It is pretty clear that foreign policy in the Trump administration will only be conducted out of the White House. Secretary of State Rex Tillerson, who has apparently become mute since his confirmation, is merely a pawn or an emissary that Trump, Bannon, and Kushner use to appease other world leaders. He has no input into any policy decision making and the State Department is effectively cut out of everything the administration is doing.
Tillerson refused to make any comment on the North Korean missile tests and is now heading off on a trip to Japan, South Korea, and China in the wake of that incident. Incredibly, he is not taking any foreign policy reporters along on the trip with him so the only reporting we will get will be the scripted comments at press briefings with his Asian counterparts, it they actually occur. Any other reporting will therefore have to rely on the foreign press and that will allow Japan, South Korea, and China to drive the narrative about their meetings.

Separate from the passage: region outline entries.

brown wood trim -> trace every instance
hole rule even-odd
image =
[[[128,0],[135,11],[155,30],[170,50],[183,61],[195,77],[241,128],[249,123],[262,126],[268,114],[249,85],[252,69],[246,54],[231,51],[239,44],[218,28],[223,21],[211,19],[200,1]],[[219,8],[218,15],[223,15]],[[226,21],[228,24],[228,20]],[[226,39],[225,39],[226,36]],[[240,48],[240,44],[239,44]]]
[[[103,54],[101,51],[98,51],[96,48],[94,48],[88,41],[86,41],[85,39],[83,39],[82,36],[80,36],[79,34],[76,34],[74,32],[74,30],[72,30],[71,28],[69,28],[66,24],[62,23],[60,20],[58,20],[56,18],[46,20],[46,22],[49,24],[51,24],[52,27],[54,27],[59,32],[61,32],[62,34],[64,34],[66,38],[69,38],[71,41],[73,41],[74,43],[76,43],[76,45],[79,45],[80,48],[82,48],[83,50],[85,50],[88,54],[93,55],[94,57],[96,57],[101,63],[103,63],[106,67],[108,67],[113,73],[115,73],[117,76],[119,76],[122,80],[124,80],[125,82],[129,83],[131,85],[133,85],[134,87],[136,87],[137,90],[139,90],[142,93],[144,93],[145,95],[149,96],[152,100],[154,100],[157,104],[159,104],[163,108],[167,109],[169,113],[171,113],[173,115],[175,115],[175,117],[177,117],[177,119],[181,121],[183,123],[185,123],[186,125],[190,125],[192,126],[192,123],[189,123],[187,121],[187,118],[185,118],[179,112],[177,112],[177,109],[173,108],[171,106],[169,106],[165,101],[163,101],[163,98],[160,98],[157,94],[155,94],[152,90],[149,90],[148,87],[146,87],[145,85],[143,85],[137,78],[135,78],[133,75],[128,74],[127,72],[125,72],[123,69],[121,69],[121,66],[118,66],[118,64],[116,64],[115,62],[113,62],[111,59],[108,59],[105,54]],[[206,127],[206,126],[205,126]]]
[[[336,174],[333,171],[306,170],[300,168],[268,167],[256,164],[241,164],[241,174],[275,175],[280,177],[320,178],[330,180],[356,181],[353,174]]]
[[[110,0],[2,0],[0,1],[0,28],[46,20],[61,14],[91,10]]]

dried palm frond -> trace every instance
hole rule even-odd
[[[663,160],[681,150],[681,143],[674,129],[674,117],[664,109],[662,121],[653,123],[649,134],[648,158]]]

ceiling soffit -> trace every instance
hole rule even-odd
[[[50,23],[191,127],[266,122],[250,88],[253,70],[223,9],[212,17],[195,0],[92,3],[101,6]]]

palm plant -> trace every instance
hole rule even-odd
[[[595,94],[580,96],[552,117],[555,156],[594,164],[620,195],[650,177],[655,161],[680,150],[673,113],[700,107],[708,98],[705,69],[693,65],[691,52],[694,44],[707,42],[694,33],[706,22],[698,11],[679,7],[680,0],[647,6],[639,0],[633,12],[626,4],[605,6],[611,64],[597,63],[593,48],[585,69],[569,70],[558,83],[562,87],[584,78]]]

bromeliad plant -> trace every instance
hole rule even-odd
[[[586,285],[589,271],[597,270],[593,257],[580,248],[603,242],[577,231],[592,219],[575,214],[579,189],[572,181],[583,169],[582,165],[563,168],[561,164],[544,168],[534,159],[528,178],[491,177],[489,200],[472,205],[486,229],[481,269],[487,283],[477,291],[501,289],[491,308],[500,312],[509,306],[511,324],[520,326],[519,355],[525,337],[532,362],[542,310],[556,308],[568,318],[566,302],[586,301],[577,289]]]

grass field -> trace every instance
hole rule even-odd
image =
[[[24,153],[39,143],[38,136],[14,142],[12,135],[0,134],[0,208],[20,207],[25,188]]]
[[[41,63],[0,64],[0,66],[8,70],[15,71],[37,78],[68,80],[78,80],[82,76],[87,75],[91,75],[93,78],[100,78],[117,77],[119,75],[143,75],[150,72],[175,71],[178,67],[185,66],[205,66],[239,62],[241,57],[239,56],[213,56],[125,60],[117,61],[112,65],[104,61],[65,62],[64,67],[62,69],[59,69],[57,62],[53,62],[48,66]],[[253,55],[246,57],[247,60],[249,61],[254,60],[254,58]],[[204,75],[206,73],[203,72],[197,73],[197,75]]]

The tensions are already high in northeast Asia. South Korea and Japan are rattled by the North Korean tests. China is furious with the deployment of the missile defense system in South Korea. There is the aggressive Chinese expansion of power in the South China Sea. I imagine that Australia, long a key ally, will be further infuriated that Tillerson isn't even making a courtesy stop there. The question that these Asian leaders will have to ask themselves is whether Tillerson has any clout inside the White House. That decision will color whether they can "deal" with Tillerson or whether he is just a cipher to send messages back and forth with the White House.
But the real capper on the diminished state of State came when the Department's spokesman Mark Toner was not even aware that the Mexican Foreign Minister was in Washington and meeting with Kushner, Gary Cohn, and NSA McMaster. When asked whether the State Department would be meeting with the Foreign Minister, Toner said, "I was unaware that he was - the foreign minister was in town. I can't speak to whether there's going to be any meetings at the State Department at any level." Incredible.
It seems hard to believe that Trump/Bannon think they can run the government entirely out of the White House. The expertise and execution of policy in the individual departments of government are seemingly ignored. This, of course, is the way Trump and Bannon run their businesses. But it is a recipe for disaster in this complicated world and we will see the deficiency in that thinking if this White House has to confront more than one disaster at a time.